To add a panadapter to your TS-480, you will need:

  • One RTL-SDR dongle (with R820T2 tuner) including the small antenna with MCX connector (for example from eBay).
  • A 15 W soldering iron.
  • Some solder.
  • A USB 2.0 extension cable.
  • A cable cutter.
  • Serial cable or USB to serial cable.

Step 2: Opening up the TS-480

The most crucial step. Open up your TS-480 by unscrewing the bottom lid. I advise you to carry a special bracelet connected to ground to provide a way out for static charges. When working on delicate electronics I always use a pair of thin cotton gloves.

Step 3: Identifying the IF output

Kenwood apparently knew that someone eventually would need a panadapter. So they were so kind to provide a tap on the TS-480’s 1st IF stage. You can find it on the circuit board as two pins designated CN152 near the front of the radio.

Kenwood TS-480 panadapter 2nd IF
TS-480 panadapter on IF tap

Step 4:  Preparing the tap

To create a tap, use the cable from the small antenna that comes with the RTL dongle. Just cut off the entire antenna. That leaves you with about 25 cm (10 inch) of cable. Put that cable through one of the ventilation holes in the radio’s frontside. Now to prevent strain on the cable and the IF, just tie the cable to the Kenwood’s metal chassis.


Strip the outer insulation about 6 mm (1/4 inch). Solder the center conductor to the pin closest to the number 1 in CN152. Solder the outer shield to the other pin.

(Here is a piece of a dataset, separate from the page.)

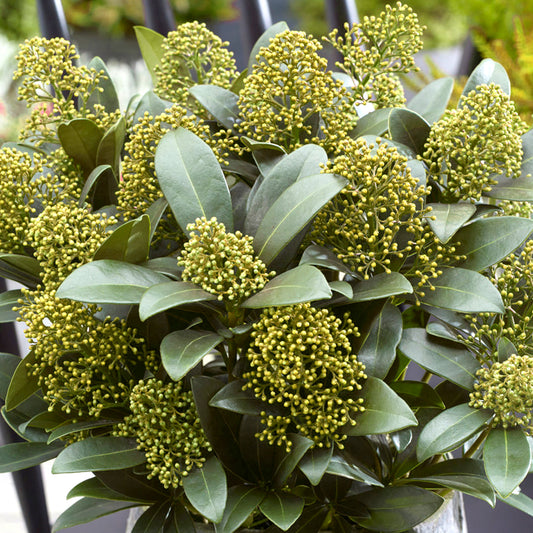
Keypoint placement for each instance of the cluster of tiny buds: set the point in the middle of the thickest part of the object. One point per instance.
(222, 263)
(301, 361)
(165, 423)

Step 5: Connecting with your computer

I recommend you use a Windows 7, 8 or 10 computer or laptop with at least dual core processor and 2 GB memory with one free USB 2.0 or USB 3.0 port. To get the SDR program to synchronize with the frequency of your radio, you also need to connect a serial cable from your TS-480 to your computer. If you do not have a serial port, you can use a USB to serial adapter. The CH340 type works fine for me on Windows 7, 8 and 10. You can test it with Kenwood’s ARCP-480 remote control program.

Connect the IF tap to the RTL dongle. Then connect the RTL dongle to your PC or laptop. You can use a USB 2.0 extension cable. Keep it as short as possible to prevent voltage loss and RF from penetrating the USB cable.

Step 6: Install drivers and the HDSDR software

Presuming you use Microsoft Windows 7, 8 or 10, you need to install Zadig drivers first to get the RTL dongle to work. Then you need SDR software to control the dongle. I use HDSDR which has a special option for IF output and uses OmniRig to synchronize with the VFO of your radio. If possible use the CAT control option by installing OmniRig. As said HDSDR will use OmniRig to readout the frequency your TS-480 is tuned to and display it on the big screen. How to setup HDSDR is quite simple. I could write down all the steps, but you’d better see DK6MP’s video on YouTube. So take the time to watch it.

You should be ready by now. Enjoy your Kenwood TS-480 panadapter.